All during that time the driver was being pulled over backwards, so he arched up till his knees touched the wheel. Then something cracked, and I felt sick to my stomach. Then it wasn’t the driver back of the wheel, it was Bugs. He was panting like some kind of an animal, but he threw it in gear and we started off. Pretty soon he says: “Get back there, go through his pockets, and find his cigarettes.”

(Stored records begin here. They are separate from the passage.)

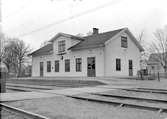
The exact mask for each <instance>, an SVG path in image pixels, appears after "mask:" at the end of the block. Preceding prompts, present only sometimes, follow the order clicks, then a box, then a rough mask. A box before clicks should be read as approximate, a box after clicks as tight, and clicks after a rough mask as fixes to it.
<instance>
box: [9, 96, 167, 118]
mask: <svg viewBox="0 0 167 119" xmlns="http://www.w3.org/2000/svg"><path fill="white" fill-rule="evenodd" d="M8 104H10V105H12V106H15V107H18V108H21V109H25V110H28V111H33V112H35V113H38V114H41V115H44V116H47V117H50V118H51V119H111V118H112V119H165V117H167V113H162V114H159V113H158V112H156V113H155V112H154V111H148V110H141V109H134V108H124V107H118V106H116V107H115V106H113V105H110V104H104V103H96V102H89V101H83V100H77V99H73V98H68V97H64V96H58V97H53V98H43V99H33V100H24V101H17V102H11V103H8Z"/></svg>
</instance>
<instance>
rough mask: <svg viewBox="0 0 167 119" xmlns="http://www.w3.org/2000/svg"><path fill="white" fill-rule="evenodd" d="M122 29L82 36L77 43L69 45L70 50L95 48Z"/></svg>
mask: <svg viewBox="0 0 167 119" xmlns="http://www.w3.org/2000/svg"><path fill="white" fill-rule="evenodd" d="M122 30H123V29H118V30H114V31H109V32H104V33H99V34H93V35H90V36H86V37H83V39H84V40H83V41H81V42H79V43H78V44H76V45H74V46H72V47H70V48H69V49H70V50H79V49H86V48H95V47H100V46H104V43H105V42H106V41H107V40H109V39H110V38H112V37H113V36H115V35H116V34H118V33H119V32H120V31H122Z"/></svg>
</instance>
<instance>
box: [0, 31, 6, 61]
mask: <svg viewBox="0 0 167 119" xmlns="http://www.w3.org/2000/svg"><path fill="white" fill-rule="evenodd" d="M5 42H6V40H5V36H4V34H3V33H0V61H2V59H3V57H4V53H5V52H4V46H5Z"/></svg>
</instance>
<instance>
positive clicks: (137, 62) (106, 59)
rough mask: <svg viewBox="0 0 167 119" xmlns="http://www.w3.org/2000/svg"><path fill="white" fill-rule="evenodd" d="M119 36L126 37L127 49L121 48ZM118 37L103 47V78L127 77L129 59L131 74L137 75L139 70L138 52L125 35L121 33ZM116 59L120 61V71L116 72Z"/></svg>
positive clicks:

“Get back there yourself.”

“Oh, just a passenger, hey?”

“Just a fall guy, maybe.”

“O.K., fall guy, suppose you keep an eye out behind, see if they’re following us. Because if they’re not, maybe we still got a little time, before it’s a general alarm.”

“Haven’t you got a mirror?”

“Oh, just a passenger after all, hey?”

“What you kill that guy for?”

“What you think I killed him for? So he cooperates, and he’s doing it. Like he is now, he don’t give no trouble.”

“We could have tied him up, or dropped him off, or knocked him out. We could have handled him somehow, so they wouldn’t have this on us.”

“You done all you could.”

“You bet I did.”

“I hope he appreciates it.”

“Shut up and drive.”

“Says who?”

I hauled off and let him have it, right in the mouth. His foot came off the gas, and we slowed, and I stamped on the brake, and we stopped. I let him have it again, so the blood spurted out of his lip. Then I grabbed him, jerked him out from behind the wheel, and drove my fist in till my arm was numb and his face looked like something the butcher would pitch in the bucket. Then I kicked him into my seat, took the wheel myself, and went on. It didn’t do any good. We were in the same old truck, with the rain pouring down in front, a dead man in behind, and headed nowhere. But it made me feel better.

On the dashboard was a button at the top of what looked like a grill, and I give it a twist. Plenty of drivers have shortwave, so they can pick up the police calls, and I figured I could find out what was being done about us. But ’stead of a grill it was a panel, and it opened up on a compartment full of cigarettes, chewing gum, maps, apples, and what looked to me like a flashlight. I took the cigarettes and lit up, and had me a deep inhale, and all the time he was looking at me, and I was wondering whether to give him one, just because he couldn’t help being like he was, and anyway I’d done all I wanted to do to him, and maybe more than I really wanted to do. I began sliding one out of the pack, when he moved. When I looked up I knew that flashlight wasn’t a flashlight at all, it was a automatic. Because I was looking straight into it.

“Rat, you listening what I say?”

“I hear every word, Bugs.”

“Drive.”

“I’m driving.”

“Drive like I tell you to drive.”

“Just say it, Bugs.”

He told me, and we began a zigzag course, part on the main highways, part on the crossroads, but as near as I could tell we were zigzagging for Los Angeles, and getting there. Then we had to stop for a freight that was crossing. Ahead of us was a green sedan, and for a while Bugs sat there looking at it and bearing down on some chocolate bars he found in with the apple. Then he sits up and says: “Bump him! Bump him!”